Saturday, March 24, 2007

Orange peels to ethanol

It seems like every time you turn around, there’s a promising new replacement for corn ethanol. Switchgrass, earwax, whatever. But this one got me thinking about how regional sources of ethanol make the most sense. Crop material like corn stalks and prairie grasses for the Midwest, and orange peels in the sunnier climes.

In fact, the Florida orange juice industry could provide up to 60 million gallons of cellulosic ethanol for the state, made from 5 million tons of citrus peel waste. This isn't even a juice drop in the bucket compared to the amount of fuel the U.S. consumes, but it could be a good start for a regional ethanol market. The process, according to Bill Widmer with the USDA-ARS Citrus and Subtropical Products Laboratory, goes something like this:

"...we can break apart the complex carbohydrates and liquefy the citrus waste. Basically what we end up with is a four to five percent fermented stream -- or citrus beer. I use that term 'beer' loosely. You definitely would not want to drink that stuff."

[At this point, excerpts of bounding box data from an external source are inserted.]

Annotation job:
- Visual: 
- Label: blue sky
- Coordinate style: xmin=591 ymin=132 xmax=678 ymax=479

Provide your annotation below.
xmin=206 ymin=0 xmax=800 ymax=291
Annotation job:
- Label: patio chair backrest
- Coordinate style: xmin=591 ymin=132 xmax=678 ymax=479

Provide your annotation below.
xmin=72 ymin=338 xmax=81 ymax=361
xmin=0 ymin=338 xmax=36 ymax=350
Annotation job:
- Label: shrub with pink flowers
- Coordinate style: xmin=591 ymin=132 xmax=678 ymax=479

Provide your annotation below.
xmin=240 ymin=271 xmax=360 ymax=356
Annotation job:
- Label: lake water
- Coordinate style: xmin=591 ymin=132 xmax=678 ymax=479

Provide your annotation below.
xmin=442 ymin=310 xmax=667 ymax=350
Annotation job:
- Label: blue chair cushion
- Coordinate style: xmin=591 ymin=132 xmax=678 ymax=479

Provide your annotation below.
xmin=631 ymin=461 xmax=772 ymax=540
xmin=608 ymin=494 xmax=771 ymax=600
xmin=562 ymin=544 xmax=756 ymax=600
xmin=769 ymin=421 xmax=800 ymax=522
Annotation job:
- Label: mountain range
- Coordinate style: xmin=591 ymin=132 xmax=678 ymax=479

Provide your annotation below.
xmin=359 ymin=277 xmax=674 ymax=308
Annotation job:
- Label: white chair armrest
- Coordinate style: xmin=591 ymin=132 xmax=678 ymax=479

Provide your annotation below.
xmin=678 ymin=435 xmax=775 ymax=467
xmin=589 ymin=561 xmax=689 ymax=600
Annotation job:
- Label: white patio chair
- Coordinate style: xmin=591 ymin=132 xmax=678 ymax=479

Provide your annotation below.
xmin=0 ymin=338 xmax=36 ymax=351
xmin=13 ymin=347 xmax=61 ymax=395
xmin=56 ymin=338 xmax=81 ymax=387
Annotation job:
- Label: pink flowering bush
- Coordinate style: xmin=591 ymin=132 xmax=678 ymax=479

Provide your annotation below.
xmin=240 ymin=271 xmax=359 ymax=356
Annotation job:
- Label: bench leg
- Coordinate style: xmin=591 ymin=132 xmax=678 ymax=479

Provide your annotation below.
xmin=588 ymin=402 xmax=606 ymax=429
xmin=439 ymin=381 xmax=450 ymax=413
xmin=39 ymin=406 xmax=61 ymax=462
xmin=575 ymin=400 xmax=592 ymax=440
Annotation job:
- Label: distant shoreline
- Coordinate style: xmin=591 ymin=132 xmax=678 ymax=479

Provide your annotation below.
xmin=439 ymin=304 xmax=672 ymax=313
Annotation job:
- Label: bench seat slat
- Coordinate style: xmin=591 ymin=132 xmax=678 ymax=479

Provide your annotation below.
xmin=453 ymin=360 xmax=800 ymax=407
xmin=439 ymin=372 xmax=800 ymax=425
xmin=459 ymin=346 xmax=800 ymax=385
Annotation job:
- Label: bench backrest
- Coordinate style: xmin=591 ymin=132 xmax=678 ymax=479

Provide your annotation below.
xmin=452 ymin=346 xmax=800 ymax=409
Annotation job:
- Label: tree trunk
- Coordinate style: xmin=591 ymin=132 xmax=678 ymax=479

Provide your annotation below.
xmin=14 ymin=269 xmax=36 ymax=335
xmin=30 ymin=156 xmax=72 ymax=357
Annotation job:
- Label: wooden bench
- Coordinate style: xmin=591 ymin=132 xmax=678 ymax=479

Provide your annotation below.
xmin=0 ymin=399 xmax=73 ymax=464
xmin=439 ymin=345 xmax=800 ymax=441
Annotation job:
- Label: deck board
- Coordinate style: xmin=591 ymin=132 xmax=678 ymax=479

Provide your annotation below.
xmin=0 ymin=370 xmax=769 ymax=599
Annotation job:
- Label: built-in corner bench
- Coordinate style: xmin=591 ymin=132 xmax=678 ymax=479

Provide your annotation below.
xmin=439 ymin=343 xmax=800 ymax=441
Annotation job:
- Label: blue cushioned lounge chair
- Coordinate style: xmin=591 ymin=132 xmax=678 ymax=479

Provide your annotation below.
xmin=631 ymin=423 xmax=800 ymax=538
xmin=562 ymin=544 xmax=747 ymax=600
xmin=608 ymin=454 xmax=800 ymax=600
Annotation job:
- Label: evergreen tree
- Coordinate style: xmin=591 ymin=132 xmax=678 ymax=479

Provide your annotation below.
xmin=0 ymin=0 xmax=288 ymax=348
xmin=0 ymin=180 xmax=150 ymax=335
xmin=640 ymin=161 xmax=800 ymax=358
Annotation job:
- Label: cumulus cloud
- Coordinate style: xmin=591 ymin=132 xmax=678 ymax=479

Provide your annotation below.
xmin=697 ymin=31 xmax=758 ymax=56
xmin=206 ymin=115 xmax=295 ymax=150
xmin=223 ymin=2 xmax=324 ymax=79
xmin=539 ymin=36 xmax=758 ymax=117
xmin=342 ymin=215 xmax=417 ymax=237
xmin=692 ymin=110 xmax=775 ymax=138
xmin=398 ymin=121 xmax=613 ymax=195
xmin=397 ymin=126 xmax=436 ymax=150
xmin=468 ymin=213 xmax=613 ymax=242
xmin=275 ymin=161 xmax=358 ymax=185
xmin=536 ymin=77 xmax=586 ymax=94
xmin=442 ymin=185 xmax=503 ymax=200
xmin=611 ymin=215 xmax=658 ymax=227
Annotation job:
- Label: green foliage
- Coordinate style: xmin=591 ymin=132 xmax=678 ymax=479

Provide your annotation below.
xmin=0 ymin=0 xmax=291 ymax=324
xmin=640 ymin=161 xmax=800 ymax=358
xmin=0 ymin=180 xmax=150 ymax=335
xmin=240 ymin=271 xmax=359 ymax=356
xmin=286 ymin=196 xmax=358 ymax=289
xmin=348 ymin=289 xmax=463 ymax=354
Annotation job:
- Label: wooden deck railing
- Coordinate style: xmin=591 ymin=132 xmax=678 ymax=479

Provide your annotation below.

Some companies are full steam ahead: Citrus Energy LLC and Southeast Biofuels are building biorefineries near existing facilities or will co-locate at the citrus processing facility itself. The citrus waste doesn't cost anything, and there are hardly any transportation costs.

Currently, citrus waste from orange juice processing is dried into pulp pellets and fed to cattle. The drying process emits toxins that companies have to contain with expensive equipment. But those emissions are negated in the citrus-to-ethanol conversion process because no drying takes place, and the by-products can be marketed at an additional profit (like limonene, a ingredient of commercial cleaners). According to Widmer, about 1/2 pound of peel oil is produced for every gallon of ethanol.

There will still be some hurdles, of course. After the limonene removal there's still about one-third of a solid left, and the short-term solution is to dry it and make it into cattle feed. Widmer hopes that with more research, material from the residue could be turned into another profitable industrial product, like building-material additives for concrete.

Widmer believes the technology to make ethanol from citrus peel waste will be economically viable for companies in the next 1-3 years. Countries like Spain are also exploring this technology.